A very useful tool associated with InterPro is InterProScan. Its goal is to answer a simple question:

I have a new protein sequence, and I don’t know anything about it. Is there some known motif in it that would help me assign a function to the protein?

Now, how does it work? InterProScan takes a protein sequence (or nucleic, see below) and it tries to match it against each of the motif registered in its database. In fact, as motifs are registered in different formats, it launches several programs (blastprodom, fprintscan, hamap, and others: see full list below) that will compute the pattern matching. InterProScan then integrate all the results returned by each program to construct a full list of known motifs found in the input sequence.

Each motif is returned with the corresponding identifier in the InterPro member database. To be clearer: you can get for example the motif with id PF01623 from Pfam database.

If you enable the InterPro lookup, you can also get the InterPro identifier corresponding to the same motif: for example, the same motif is known as PF01623 in Pfam and as IPR002568 in InterPro.

InterProScan also offers the possibility to automatically retrieve the Gene Ontology terms associated to each motifs found in the input sequence. This eases the interpretation of the results. For example, for the motif IPR002568, the GO term GO:0003676 is returned. This term means that the found motif is related to the nucleic acid binding function.

Finally, depending on which member database returned a found motif, you can get a score to help you estimate the pertinence of the results.

Hands on InterProScan!

Web forms

Now that you know everything about InterProScan, it’s time to use it! You have the possibility to use it directly from EBI web submission form:

InterProScan submission form @ EBIOn this form, all you need to do is:

  • To specify your email if you want to receive the results in your mailbox
  • To select the program you want to be run with your sequence. Leaving everything checked is generally a good option if you don’t know which one to select.
  • To paste or upload a proteic sequence.

The same form is also available at the GenOuest platform if you want to use the GenOuest cluster (aka genocluster).

Command line

The web forms are fine if you want to submit one sequence, and only proteic sequences.

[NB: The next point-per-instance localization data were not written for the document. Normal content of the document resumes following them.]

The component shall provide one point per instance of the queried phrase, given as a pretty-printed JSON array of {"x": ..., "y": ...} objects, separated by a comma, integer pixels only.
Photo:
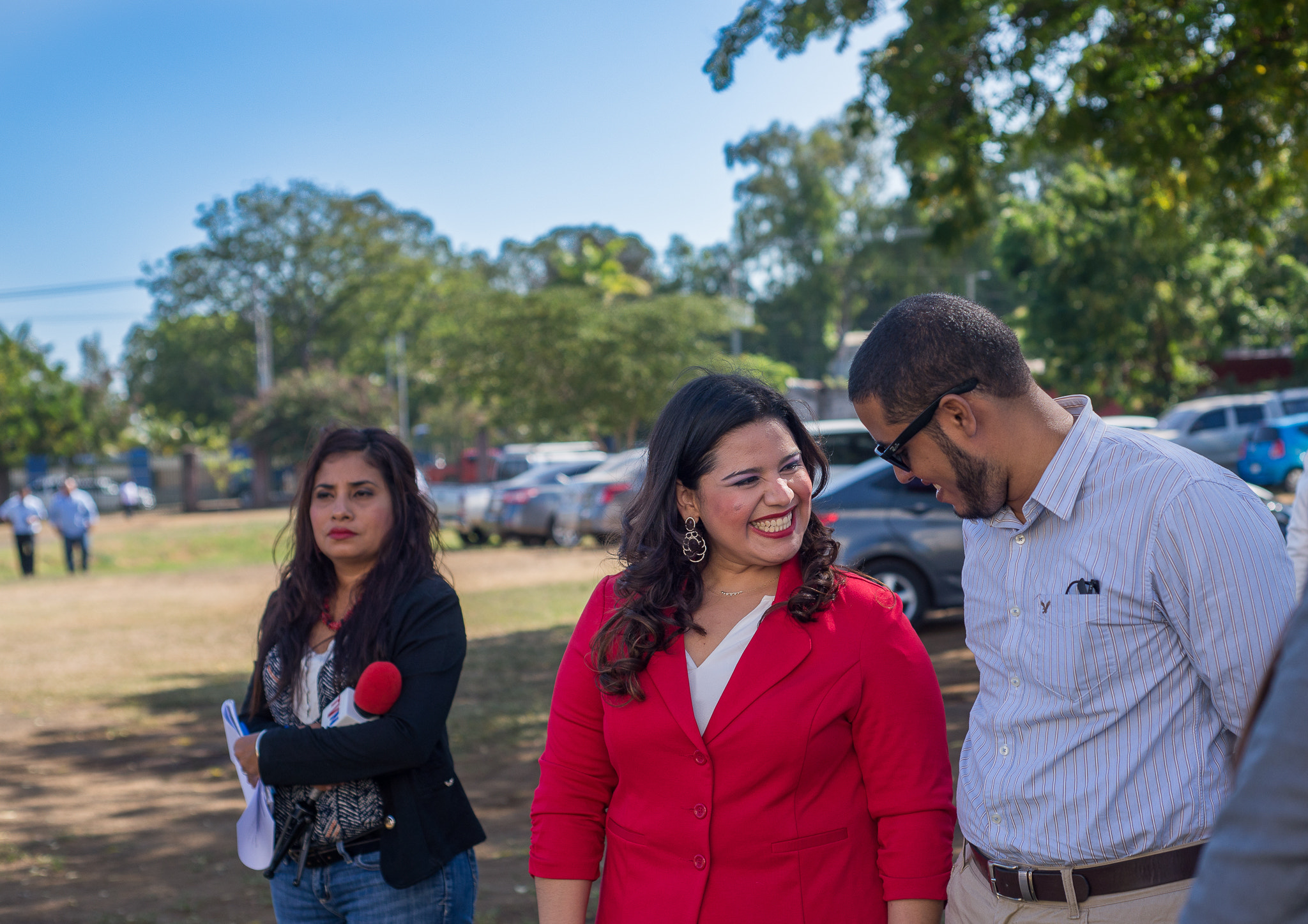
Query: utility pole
[{"x": 402, "y": 387}]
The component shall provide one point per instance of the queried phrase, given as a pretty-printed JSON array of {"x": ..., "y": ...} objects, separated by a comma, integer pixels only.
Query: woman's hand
[{"x": 245, "y": 753}]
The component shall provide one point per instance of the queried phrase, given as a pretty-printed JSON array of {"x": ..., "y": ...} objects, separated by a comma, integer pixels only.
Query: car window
[
  {"x": 1213, "y": 420},
  {"x": 887, "y": 481},
  {"x": 849, "y": 449},
  {"x": 1249, "y": 413}
]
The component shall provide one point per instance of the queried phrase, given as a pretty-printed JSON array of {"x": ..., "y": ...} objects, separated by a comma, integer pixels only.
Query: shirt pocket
[{"x": 1065, "y": 653}]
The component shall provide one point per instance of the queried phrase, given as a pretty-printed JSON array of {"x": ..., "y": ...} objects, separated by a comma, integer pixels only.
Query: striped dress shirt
[{"x": 1106, "y": 720}]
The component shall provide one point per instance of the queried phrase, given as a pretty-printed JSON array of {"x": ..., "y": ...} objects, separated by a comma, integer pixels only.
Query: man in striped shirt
[{"x": 1123, "y": 600}]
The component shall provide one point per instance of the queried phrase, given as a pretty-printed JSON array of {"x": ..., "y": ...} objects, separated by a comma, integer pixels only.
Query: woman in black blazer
[{"x": 394, "y": 835}]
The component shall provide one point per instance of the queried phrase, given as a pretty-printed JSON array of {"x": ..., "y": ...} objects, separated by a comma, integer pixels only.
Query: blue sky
[{"x": 501, "y": 118}]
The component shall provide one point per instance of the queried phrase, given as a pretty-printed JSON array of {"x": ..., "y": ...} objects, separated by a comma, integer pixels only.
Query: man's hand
[{"x": 243, "y": 749}]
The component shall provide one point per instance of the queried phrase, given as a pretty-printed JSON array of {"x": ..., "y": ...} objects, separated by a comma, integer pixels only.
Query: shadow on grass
[{"x": 198, "y": 693}]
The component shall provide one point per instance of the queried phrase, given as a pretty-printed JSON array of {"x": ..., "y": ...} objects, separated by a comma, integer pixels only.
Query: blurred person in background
[
  {"x": 1124, "y": 599},
  {"x": 1297, "y": 538},
  {"x": 73, "y": 513},
  {"x": 130, "y": 497},
  {"x": 1256, "y": 865},
  {"x": 25, "y": 511},
  {"x": 757, "y": 735},
  {"x": 394, "y": 834}
]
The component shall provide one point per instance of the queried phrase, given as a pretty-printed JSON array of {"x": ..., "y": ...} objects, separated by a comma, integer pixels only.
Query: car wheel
[
  {"x": 564, "y": 536},
  {"x": 906, "y": 580}
]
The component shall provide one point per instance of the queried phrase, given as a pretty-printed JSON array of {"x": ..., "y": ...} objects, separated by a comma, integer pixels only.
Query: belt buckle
[{"x": 1026, "y": 882}]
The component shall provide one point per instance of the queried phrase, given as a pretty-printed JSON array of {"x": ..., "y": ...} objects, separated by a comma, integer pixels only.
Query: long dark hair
[
  {"x": 309, "y": 578},
  {"x": 661, "y": 589}
]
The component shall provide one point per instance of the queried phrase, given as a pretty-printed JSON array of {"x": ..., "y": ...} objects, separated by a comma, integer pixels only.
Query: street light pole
[
  {"x": 402, "y": 387},
  {"x": 261, "y": 487}
]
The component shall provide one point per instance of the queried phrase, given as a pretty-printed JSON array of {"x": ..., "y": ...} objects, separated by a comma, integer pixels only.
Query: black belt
[
  {"x": 1031, "y": 884},
  {"x": 326, "y": 856}
]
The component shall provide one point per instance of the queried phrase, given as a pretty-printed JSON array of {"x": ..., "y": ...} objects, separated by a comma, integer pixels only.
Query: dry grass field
[{"x": 117, "y": 799}]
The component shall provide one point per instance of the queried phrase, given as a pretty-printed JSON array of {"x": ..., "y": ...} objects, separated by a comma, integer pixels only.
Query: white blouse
[
  {"x": 711, "y": 679},
  {"x": 307, "y": 697}
]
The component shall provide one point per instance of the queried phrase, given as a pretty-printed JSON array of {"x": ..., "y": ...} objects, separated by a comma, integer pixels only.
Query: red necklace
[{"x": 330, "y": 623}]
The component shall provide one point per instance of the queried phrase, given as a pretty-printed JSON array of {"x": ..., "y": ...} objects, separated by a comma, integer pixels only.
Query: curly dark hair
[
  {"x": 309, "y": 578},
  {"x": 661, "y": 589}
]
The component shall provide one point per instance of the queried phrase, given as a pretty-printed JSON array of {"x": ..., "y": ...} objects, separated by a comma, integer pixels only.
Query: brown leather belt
[
  {"x": 1031, "y": 884},
  {"x": 326, "y": 856}
]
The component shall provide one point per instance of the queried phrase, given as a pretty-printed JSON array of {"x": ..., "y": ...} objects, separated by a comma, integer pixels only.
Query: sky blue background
[{"x": 500, "y": 118}]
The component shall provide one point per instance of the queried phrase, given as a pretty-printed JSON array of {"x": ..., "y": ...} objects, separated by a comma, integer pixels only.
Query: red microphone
[{"x": 377, "y": 690}]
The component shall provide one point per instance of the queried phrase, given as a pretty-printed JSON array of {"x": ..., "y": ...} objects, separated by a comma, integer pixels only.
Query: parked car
[
  {"x": 897, "y": 534},
  {"x": 525, "y": 508},
  {"x": 593, "y": 503},
  {"x": 102, "y": 489},
  {"x": 1217, "y": 427},
  {"x": 1273, "y": 455}
]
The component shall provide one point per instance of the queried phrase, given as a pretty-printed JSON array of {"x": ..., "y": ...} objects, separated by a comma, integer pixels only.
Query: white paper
[{"x": 255, "y": 830}]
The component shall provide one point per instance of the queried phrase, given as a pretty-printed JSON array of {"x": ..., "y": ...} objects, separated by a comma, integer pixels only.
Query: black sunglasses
[{"x": 891, "y": 453}]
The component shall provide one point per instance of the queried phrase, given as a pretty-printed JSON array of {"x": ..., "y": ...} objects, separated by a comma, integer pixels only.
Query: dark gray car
[
  {"x": 526, "y": 506},
  {"x": 897, "y": 534}
]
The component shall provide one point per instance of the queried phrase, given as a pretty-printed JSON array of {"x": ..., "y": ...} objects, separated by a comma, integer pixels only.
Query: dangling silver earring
[{"x": 694, "y": 545}]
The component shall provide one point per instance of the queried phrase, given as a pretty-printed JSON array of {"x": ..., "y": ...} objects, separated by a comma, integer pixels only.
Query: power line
[{"x": 70, "y": 289}]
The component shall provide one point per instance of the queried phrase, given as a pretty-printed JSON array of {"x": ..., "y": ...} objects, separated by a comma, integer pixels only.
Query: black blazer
[{"x": 407, "y": 750}]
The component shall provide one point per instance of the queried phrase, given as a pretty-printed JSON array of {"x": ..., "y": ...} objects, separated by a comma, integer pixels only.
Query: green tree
[
  {"x": 803, "y": 225},
  {"x": 1197, "y": 98},
  {"x": 41, "y": 411},
  {"x": 106, "y": 412},
  {"x": 568, "y": 254},
  {"x": 561, "y": 362},
  {"x": 287, "y": 418},
  {"x": 328, "y": 267},
  {"x": 192, "y": 369}
]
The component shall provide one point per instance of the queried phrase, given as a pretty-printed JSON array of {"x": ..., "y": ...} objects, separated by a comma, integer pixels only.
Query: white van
[{"x": 1217, "y": 427}]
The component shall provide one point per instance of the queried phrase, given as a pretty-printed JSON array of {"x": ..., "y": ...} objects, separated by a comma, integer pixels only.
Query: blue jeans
[{"x": 353, "y": 891}]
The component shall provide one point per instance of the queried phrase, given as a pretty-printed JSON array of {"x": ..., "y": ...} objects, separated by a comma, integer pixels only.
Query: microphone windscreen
[{"x": 378, "y": 688}]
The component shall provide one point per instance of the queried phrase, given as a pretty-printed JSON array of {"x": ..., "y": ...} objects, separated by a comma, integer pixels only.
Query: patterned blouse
[{"x": 349, "y": 809}]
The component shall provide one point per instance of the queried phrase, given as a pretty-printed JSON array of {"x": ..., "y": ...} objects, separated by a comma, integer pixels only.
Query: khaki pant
[{"x": 972, "y": 902}]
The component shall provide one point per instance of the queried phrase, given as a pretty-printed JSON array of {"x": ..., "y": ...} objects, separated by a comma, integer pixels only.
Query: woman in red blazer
[{"x": 742, "y": 731}]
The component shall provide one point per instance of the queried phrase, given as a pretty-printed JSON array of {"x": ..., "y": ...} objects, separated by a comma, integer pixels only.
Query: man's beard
[{"x": 984, "y": 489}]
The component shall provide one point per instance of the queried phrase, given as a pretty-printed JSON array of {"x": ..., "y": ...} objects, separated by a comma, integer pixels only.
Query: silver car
[{"x": 593, "y": 503}]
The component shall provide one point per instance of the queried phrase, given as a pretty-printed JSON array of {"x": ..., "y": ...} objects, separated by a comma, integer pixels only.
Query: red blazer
[{"x": 819, "y": 791}]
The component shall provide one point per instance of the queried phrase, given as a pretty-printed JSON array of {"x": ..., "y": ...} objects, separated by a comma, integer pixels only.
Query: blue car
[{"x": 1273, "y": 453}]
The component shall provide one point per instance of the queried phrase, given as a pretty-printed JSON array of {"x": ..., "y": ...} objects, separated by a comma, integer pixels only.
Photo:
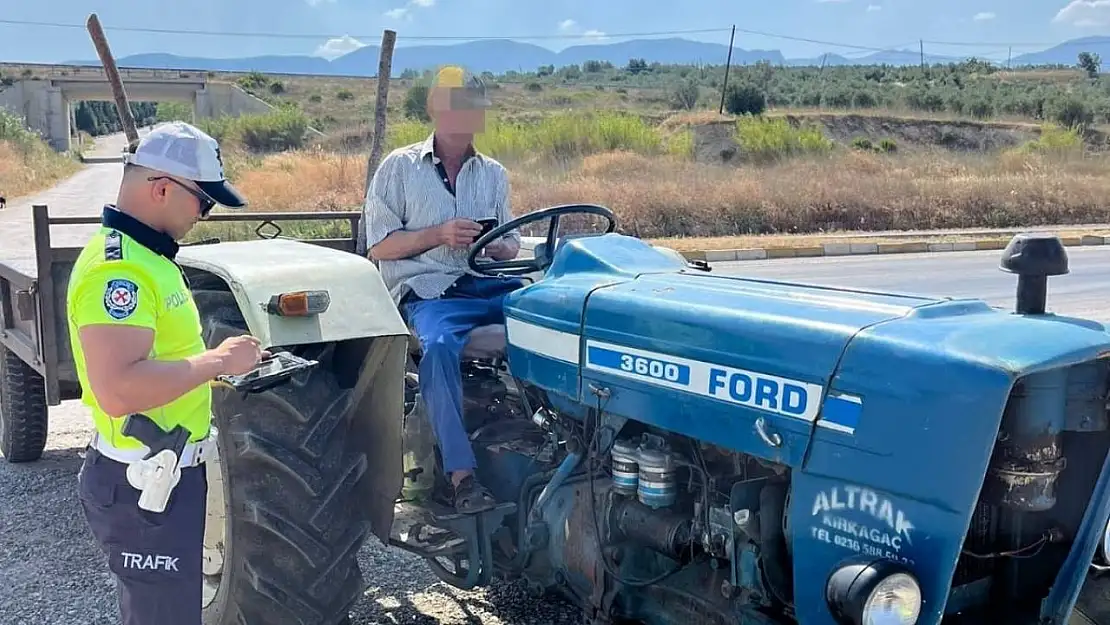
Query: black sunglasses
[{"x": 207, "y": 203}]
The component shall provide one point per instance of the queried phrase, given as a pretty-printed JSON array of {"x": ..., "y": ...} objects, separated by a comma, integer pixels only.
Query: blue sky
[{"x": 331, "y": 27}]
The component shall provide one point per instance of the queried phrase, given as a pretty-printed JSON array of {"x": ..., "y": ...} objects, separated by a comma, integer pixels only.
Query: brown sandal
[{"x": 472, "y": 497}]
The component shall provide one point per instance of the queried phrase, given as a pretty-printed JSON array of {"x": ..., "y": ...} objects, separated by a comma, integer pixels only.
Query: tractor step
[{"x": 432, "y": 530}]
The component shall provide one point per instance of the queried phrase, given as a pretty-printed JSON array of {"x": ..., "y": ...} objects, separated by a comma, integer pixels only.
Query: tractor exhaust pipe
[{"x": 1033, "y": 256}]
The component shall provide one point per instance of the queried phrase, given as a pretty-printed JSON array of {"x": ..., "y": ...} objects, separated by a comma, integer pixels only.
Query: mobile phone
[
  {"x": 487, "y": 224},
  {"x": 275, "y": 370}
]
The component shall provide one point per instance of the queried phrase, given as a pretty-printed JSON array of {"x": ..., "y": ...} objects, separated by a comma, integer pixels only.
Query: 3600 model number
[
  {"x": 639, "y": 365},
  {"x": 652, "y": 368}
]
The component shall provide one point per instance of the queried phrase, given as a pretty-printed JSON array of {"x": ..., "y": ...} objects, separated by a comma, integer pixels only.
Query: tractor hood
[
  {"x": 886, "y": 406},
  {"x": 698, "y": 353}
]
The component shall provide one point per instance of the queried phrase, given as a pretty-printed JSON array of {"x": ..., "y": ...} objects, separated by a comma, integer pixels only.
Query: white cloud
[
  {"x": 405, "y": 12},
  {"x": 1085, "y": 13},
  {"x": 337, "y": 47}
]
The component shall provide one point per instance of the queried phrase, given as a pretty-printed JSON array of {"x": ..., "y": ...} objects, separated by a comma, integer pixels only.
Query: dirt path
[
  {"x": 53, "y": 571},
  {"x": 83, "y": 194}
]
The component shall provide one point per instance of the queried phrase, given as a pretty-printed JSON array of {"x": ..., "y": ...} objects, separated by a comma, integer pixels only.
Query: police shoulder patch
[
  {"x": 113, "y": 245},
  {"x": 121, "y": 298}
]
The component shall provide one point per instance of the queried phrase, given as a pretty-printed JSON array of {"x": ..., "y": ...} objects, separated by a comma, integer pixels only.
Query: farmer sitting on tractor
[{"x": 421, "y": 214}]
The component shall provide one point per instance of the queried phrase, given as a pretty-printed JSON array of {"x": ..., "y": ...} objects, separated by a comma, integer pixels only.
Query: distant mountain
[
  {"x": 1067, "y": 52},
  {"x": 500, "y": 56}
]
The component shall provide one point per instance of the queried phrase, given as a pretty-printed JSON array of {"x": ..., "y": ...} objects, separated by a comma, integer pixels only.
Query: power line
[
  {"x": 319, "y": 37},
  {"x": 371, "y": 37}
]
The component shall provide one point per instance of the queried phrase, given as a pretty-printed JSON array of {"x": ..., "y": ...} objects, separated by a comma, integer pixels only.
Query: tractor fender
[{"x": 255, "y": 271}]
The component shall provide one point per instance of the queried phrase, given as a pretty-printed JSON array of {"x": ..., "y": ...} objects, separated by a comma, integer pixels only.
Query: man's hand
[
  {"x": 239, "y": 354},
  {"x": 457, "y": 233},
  {"x": 502, "y": 250}
]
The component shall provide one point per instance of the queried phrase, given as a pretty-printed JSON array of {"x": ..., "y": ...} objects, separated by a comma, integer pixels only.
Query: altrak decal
[{"x": 884, "y": 532}]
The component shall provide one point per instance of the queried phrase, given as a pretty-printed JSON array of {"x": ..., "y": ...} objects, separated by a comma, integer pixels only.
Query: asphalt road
[{"x": 1083, "y": 292}]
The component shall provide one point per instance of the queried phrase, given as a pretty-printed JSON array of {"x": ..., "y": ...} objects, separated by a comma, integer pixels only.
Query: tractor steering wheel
[{"x": 541, "y": 262}]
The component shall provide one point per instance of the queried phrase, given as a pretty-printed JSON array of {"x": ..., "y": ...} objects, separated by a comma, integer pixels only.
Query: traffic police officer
[{"x": 137, "y": 342}]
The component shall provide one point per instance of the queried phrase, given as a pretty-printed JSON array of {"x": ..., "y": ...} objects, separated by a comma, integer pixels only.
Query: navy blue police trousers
[
  {"x": 442, "y": 325},
  {"x": 155, "y": 556}
]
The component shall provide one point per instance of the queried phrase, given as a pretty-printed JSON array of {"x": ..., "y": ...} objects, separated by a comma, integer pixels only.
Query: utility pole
[
  {"x": 384, "y": 72},
  {"x": 724, "y": 84}
]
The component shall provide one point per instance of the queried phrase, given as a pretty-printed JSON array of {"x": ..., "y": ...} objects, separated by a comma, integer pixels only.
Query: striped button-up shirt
[{"x": 410, "y": 192}]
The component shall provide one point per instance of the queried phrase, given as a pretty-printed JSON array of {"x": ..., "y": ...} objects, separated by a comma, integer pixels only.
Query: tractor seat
[{"x": 484, "y": 342}]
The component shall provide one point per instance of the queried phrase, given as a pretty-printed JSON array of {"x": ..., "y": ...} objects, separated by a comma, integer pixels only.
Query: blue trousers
[{"x": 442, "y": 326}]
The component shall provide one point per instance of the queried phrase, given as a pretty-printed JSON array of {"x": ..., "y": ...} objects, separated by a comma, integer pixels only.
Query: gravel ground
[{"x": 44, "y": 542}]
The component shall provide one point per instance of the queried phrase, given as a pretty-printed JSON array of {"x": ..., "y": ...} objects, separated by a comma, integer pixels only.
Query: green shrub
[{"x": 745, "y": 99}]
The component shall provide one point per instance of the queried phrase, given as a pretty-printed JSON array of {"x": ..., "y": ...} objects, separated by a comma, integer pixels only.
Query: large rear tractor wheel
[
  {"x": 22, "y": 410},
  {"x": 283, "y": 528}
]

But if you have many sequences to test or if your sequence is a nucleic one, using the command line is the best solution.

Command line can be useful too if you submit long sequences, as web forms usually limit the size of input sequences.

To use InterProScan on the GenOuest cluster, you have to create an account if you don’t already have one.

Before launching InterProScan, you have to define some environment variables: this is automatically done by launching the following line:

source /local/env/enviprscan

Now, you’re ready to launch InterProScan! To get some help on the available options, simply run:

iprscan -cli

This will show you something like that:

usage: iprscan -cli [-email <addr>] [-appl <name> ...] [-nocrc] [-altjobs] [-seqtype p|n] [-trlen <N>] [-trtable <table>]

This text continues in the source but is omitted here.